Recently, in 2015, Conway and Perelson [19] studied the same issue by incorporating the treatment into the HIV model. Motivated by all those previous works treating the dynamics of HIV along with the CTL immune response, we have incorporated the CTL effect to a model suggested recently in 2015 by Sun et al. [14], in which the authors studied HIV dynamics by incorporating into the model the treatment and a more realistic incidence functional that describes the infection rate taking into account the crowd of the free viruses near the uninfected cells. In the latter work, the uninfected cells need time to become infected after HIV virus contact. Indeed, there exists an eclipse phase that is needed for the exposed CD4${}^{+}$ T cells to become infected (see Figure 1). In this paper, we have taken into account this phase and we have added the CTL immune response to the model.
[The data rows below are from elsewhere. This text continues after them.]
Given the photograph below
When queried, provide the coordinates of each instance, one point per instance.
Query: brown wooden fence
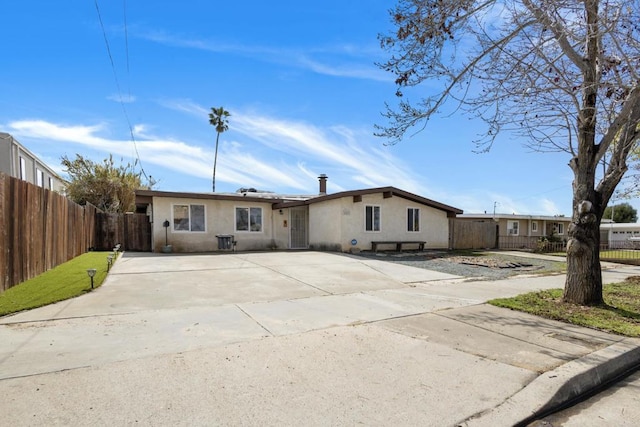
(131, 231)
(472, 235)
(39, 229)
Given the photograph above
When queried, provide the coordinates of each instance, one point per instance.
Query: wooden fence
(472, 235)
(131, 231)
(39, 229)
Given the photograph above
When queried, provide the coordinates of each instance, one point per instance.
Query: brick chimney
(323, 184)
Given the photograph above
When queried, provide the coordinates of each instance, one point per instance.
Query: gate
(132, 231)
(298, 233)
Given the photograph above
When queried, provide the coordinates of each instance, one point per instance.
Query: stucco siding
(339, 222)
(326, 223)
(219, 220)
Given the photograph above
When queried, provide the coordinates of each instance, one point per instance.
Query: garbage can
(225, 241)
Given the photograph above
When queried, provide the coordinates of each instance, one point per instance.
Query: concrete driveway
(277, 338)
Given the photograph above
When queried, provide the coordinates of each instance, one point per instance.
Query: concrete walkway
(291, 338)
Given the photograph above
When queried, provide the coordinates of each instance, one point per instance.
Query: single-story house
(522, 231)
(17, 161)
(620, 235)
(348, 221)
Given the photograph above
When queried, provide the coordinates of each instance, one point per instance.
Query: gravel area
(487, 266)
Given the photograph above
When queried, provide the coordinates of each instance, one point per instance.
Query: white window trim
(173, 229)
(419, 219)
(372, 223)
(235, 219)
(39, 177)
(23, 169)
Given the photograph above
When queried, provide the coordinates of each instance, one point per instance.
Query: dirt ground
(477, 265)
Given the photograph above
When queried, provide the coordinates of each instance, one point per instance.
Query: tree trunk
(584, 276)
(215, 163)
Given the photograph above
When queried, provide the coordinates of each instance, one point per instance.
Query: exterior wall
(336, 223)
(219, 220)
(280, 226)
(620, 235)
(327, 222)
(526, 236)
(10, 154)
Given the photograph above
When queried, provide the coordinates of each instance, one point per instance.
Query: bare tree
(104, 185)
(563, 74)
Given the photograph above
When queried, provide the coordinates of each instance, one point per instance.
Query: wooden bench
(398, 243)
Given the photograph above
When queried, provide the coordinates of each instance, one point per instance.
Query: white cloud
(124, 98)
(333, 63)
(273, 154)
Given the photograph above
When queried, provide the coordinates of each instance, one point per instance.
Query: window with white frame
(372, 218)
(249, 219)
(23, 168)
(189, 218)
(413, 219)
(39, 178)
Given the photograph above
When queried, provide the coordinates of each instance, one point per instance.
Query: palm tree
(218, 118)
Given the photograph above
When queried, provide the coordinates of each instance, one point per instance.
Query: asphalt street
(285, 338)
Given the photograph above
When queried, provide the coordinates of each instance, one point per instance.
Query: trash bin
(225, 241)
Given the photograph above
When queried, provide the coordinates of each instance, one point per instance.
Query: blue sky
(300, 82)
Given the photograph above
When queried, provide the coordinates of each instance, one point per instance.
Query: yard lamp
(91, 272)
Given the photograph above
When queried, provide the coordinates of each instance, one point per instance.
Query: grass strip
(620, 314)
(65, 281)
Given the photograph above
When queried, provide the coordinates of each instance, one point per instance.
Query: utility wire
(115, 75)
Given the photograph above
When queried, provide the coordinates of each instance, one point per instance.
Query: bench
(398, 243)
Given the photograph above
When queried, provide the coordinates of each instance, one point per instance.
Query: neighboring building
(346, 221)
(523, 231)
(18, 162)
(619, 235)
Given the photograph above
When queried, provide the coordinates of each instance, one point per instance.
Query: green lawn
(65, 281)
(620, 314)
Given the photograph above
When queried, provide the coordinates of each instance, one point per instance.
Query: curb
(565, 384)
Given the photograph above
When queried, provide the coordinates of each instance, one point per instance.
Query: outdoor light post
(91, 272)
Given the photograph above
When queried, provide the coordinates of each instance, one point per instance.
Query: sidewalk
(296, 338)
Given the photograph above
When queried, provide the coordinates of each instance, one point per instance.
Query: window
(249, 219)
(188, 218)
(39, 178)
(413, 219)
(372, 218)
(23, 168)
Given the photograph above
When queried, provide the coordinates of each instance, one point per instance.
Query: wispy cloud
(337, 61)
(277, 154)
(125, 98)
(353, 154)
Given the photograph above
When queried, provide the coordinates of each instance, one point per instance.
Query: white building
(18, 162)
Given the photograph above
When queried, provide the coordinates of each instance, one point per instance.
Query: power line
(115, 76)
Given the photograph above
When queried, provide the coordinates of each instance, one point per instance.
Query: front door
(298, 230)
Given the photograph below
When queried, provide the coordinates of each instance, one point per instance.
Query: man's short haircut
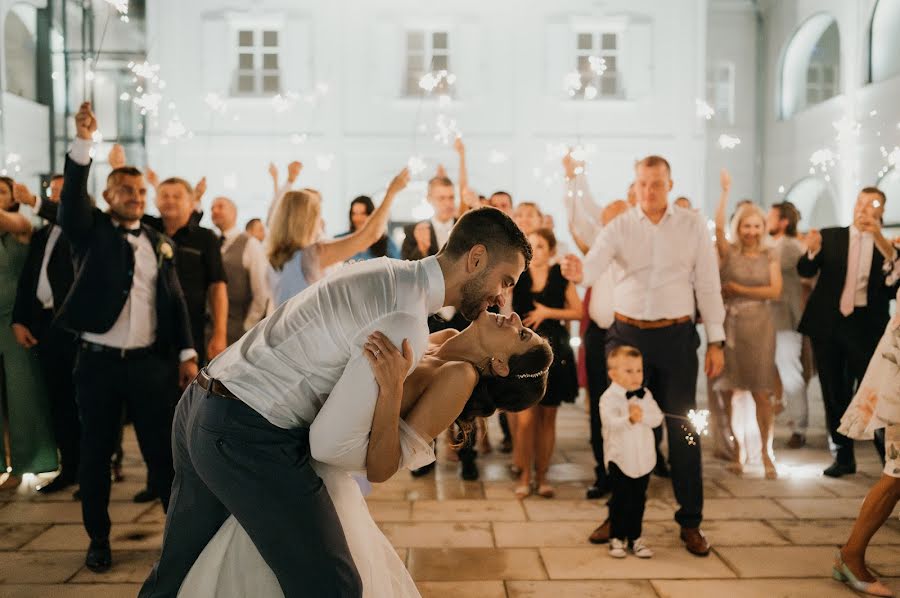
(117, 173)
(788, 211)
(179, 181)
(439, 181)
(876, 191)
(622, 351)
(654, 161)
(490, 227)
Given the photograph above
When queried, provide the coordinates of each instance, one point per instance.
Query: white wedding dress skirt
(231, 567)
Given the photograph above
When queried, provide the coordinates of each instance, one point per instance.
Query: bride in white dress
(496, 363)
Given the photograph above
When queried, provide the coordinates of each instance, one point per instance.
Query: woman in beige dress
(751, 278)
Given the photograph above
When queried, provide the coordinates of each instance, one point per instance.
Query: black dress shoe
(99, 556)
(661, 470)
(468, 471)
(837, 470)
(424, 470)
(60, 482)
(598, 490)
(145, 495)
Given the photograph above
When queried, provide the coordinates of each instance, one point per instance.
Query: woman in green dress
(27, 444)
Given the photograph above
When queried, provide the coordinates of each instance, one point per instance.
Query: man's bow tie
(135, 232)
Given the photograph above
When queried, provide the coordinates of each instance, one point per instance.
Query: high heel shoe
(841, 572)
(522, 491)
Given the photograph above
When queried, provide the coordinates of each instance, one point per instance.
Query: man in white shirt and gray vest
(666, 259)
(241, 433)
(246, 269)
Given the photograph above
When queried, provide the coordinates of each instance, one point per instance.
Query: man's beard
(473, 297)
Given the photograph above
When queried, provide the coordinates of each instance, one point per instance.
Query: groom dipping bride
(320, 389)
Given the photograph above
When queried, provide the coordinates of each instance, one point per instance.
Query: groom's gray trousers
(231, 460)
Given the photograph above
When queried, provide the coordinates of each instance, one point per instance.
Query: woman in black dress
(547, 301)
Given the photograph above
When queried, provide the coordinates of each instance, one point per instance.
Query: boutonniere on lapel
(164, 251)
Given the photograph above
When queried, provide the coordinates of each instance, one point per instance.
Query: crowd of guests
(111, 310)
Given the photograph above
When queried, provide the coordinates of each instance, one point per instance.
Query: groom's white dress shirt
(286, 366)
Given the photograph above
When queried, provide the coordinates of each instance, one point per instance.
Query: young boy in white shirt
(628, 414)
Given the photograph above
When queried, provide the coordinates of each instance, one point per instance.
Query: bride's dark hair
(522, 388)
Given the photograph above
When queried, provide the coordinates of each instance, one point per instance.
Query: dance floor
(770, 537)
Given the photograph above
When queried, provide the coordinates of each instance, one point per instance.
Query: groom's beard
(474, 299)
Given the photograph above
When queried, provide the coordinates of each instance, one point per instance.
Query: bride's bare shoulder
(460, 376)
(441, 336)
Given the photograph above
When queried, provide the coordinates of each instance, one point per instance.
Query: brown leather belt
(652, 324)
(213, 386)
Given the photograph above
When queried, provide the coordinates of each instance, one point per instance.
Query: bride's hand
(388, 363)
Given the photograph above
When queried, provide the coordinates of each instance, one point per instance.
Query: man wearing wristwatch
(135, 345)
(666, 260)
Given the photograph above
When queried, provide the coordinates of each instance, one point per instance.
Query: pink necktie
(849, 294)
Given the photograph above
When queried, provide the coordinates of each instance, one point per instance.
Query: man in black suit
(43, 286)
(135, 345)
(847, 311)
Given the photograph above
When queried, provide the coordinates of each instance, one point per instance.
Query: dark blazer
(104, 267)
(60, 273)
(823, 308)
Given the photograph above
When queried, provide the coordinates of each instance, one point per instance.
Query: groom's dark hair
(489, 227)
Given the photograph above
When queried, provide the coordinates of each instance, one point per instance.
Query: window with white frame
(259, 64)
(821, 82)
(720, 91)
(427, 51)
(598, 61)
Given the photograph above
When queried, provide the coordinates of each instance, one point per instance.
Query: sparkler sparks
(728, 141)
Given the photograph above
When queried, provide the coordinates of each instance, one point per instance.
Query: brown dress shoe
(601, 534)
(695, 541)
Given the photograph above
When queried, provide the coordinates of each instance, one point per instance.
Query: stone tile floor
(770, 537)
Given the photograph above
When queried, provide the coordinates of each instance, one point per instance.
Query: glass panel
(415, 40)
(271, 83)
(608, 41)
(439, 62)
(584, 64)
(246, 83)
(585, 41)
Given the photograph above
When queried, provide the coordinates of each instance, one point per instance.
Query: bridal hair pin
(534, 375)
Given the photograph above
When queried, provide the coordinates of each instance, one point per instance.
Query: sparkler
(699, 424)
(728, 141)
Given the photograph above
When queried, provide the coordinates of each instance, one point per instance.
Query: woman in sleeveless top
(296, 254)
(751, 278)
(27, 444)
(361, 209)
(549, 302)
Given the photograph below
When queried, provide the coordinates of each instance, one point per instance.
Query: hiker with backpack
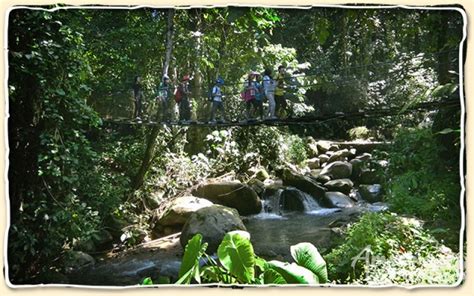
(216, 97)
(163, 97)
(259, 95)
(269, 92)
(182, 95)
(138, 95)
(280, 100)
(250, 94)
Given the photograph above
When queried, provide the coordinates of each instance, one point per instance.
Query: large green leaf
(236, 255)
(190, 265)
(293, 273)
(307, 255)
(271, 276)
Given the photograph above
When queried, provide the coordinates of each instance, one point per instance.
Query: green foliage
(306, 255)
(236, 255)
(420, 181)
(386, 235)
(193, 252)
(239, 265)
(296, 150)
(406, 269)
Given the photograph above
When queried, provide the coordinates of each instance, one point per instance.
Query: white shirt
(268, 84)
(216, 94)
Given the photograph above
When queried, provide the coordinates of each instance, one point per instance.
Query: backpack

In this paper, we have established the well-posedness of the suggested model that ensures that all the solutions exist and are bounded. This agrees with the biological reality that the total cell amounts of these populations are bounded. Moreover, three steady states of the problem are found and their local and global stability results are determined depending on the basic reproduction number $R_0$ and the CTL immune response reproduction number $R_{CTL}$.

We have also presented some numerical results that confirm our theoretical findings. In addition, several plots of the solutions in phase diagrams have been drawn in order to illustrate the stability of the three steady states.

The model dynamics indicate that the immune response represented by the cytotoxic T lymphocytes is efficient in controlling viral replication. Indeed, our numerical results show that, in the endemic case (see Figure 6), the CTL immune response plays an essential role in maximizing the effect of the uninfected CD4${}^{+}$ T cells, minimizing the amount of the infected cells and reducing the HIV viral load.

5. Conclusions

In this paper, we have studied the model of the HIV dynamics in the presence of the immune response, which is represented by the cytotoxic T lymphocytes (CTL) cells. The model describes the interaction between the healthy cells, the infected cells in eclipse phase, the productively infected cells and the immune cells. The model includes also a saturated rates in order to better describe the viral infection. The positiveness and the boundedness of solutions are established. In addition, we have studied the stability of both disease-free equilibrium and endemic equilibria. The disease free steady state is locally and globally asymptotically stable when the basic reproduction number is less than unity ($R_0<1$). The existence of two other infection steady states when $R_0>1$ is established. The global stability of these endemic steady states depends on the basic reproduction number $R_0$ and the CTL immune response reproduction number $R_{CTL}$. Numerical simulations are performed in order to show the behavior of infection during the days of observation. The theoretical and the numerical results are in good agreement. In addition, our model based results suggest that the system immunity represented by CTL can control viral replication and reduce the infection under appropriate conditions.